With eqAny in scope you can still write questionable comparisons—between Reddit and arising issues that seemed clear. Luckily, you can use it explicitly if it is not in scope. And it's not clear a Set(1, "ok") is ever a good idea: at best, one can wonder about how to make that fail more gracefully. (A warning somewhere for inferred Foo[Any] might not be a stupid idea).

If you go this way, do you show or hide uncheckedVariance in the docs?

You need to be honest and show them, or fix the compiler so that they're not needed ;)

It's not clear if the compiler can be soundly fixed (nobody proved that a final contains is sound). And part of the point of this rewrite was to have simple signatures (see the whole business with use cases and CanBuildFrom).

I claim that a signature with @uncheckedVariance is not clearly "simple enough" to show. We might have to accept it, but it isn't great. I don't

What about searching Numbers among other Numbers? You know, numbers of different type? Or proxies? Repeat for any Eq instance across types.

What I meant: we should be consistent in these situations.

When you write:

I think there's a much simpler solution to the issue with contains that does not involve Eq.

the overall result is "let's use one complicated solution for == and a different solution for contains, which isn't completely trivial". @smarter, can we agree more consistency is desirable if possible?

Just use .exists(_ == foo) instead of .contains(foo)

Well, on HashSet that means "just use a O(N) algorithm rather than a O(1) algorithm". Convert your foo to the right type seems a better idea, but not always possible.
Also, lots of the complexity of multiversal equality arises exactly to support comparisons across different types.

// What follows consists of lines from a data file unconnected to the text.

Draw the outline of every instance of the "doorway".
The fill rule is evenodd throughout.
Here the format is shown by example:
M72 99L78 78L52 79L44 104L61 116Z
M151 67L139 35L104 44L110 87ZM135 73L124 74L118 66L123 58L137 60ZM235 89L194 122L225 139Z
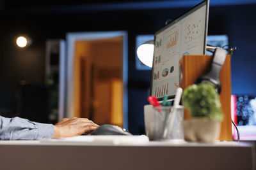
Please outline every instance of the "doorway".
M67 34L67 117L127 129L125 31Z

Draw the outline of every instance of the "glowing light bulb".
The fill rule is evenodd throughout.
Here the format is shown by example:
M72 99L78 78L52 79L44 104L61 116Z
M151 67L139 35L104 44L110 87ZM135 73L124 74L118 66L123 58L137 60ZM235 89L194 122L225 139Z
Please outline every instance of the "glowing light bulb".
M28 45L28 40L24 36L19 36L17 38L16 43L19 47L23 48Z
M152 67L153 64L154 45L143 44L137 49L139 59L146 66Z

If this isn't fully supported in a consistent way everywhere, one might want to reconsider that extra complexity.

[szeiger]

My impression from the discussion here (and around multiversal equality in Dotty) so far is that it's too soon to incorporate this into the collection design. I suggest to explore this further in Dotty in a fork or once we're done with the integration into Scala 2.13. Adding Eq parameters to the collections and a fake Eq typeclass to Scala 2.13 would be premature at this point.

[Blaisorblade]

I agree more research seems indeed needed.

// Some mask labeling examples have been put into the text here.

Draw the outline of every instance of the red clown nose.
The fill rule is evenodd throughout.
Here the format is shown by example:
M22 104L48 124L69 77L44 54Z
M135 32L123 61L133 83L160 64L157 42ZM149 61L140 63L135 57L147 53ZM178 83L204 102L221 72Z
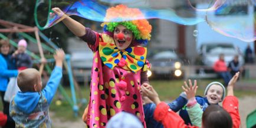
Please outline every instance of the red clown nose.
M119 33L117 37L118 40L123 40L124 38L124 36L122 33Z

Should we move these questions to the Dotty repo? And what's the process for these language changes?

I also wonder how such language changes are going to be decided upon. Will multiversal equality be subject to the SIP before it's in the stable language?

[Blaisorblade]

While we're here: I just realized that @smarter proposal arguably exploits a typechecker misbehavior in Scala and Dotty, violating in some sense the Liskov Substitution Principle: everything possible on values of T must be possible on values of subtypes of T.
I'm not implying that's necessarily a bug.

Here's an example, that gives the same behavior in Scala and Dotty's REPLs (including workarounds for scala/scala3#2789):

import scala.annotation.unchecked.uncheckedVariance

class ListCell[+T](val values: List[T]) {
  final def contains(that: T @uncheckedVariance) = values.contains(that)
}
(new ListCell(List("")).contains(_: Any)) //fails
((new ListCell(List("")): ListCell[Any]).contains(_: Any))

That means that operations are possible in (new ListCell(List("")): ListCell[Any]) that aren't possible on new ListCell(List("")), and this seems a (syntactic) violation of the Liskov Substitution Principle. At least it's inconsistent: in OCaml's you always have to upcast manually, but in Scala you essentially never need to.

[LPTK]

Note that this is not the only occurrence of the violation. I can write Nil.size but not ???.size although Nothing <: Nil.type.

[julienrf]

I agree with @szeiger comment. Therefore I’m closing this issue.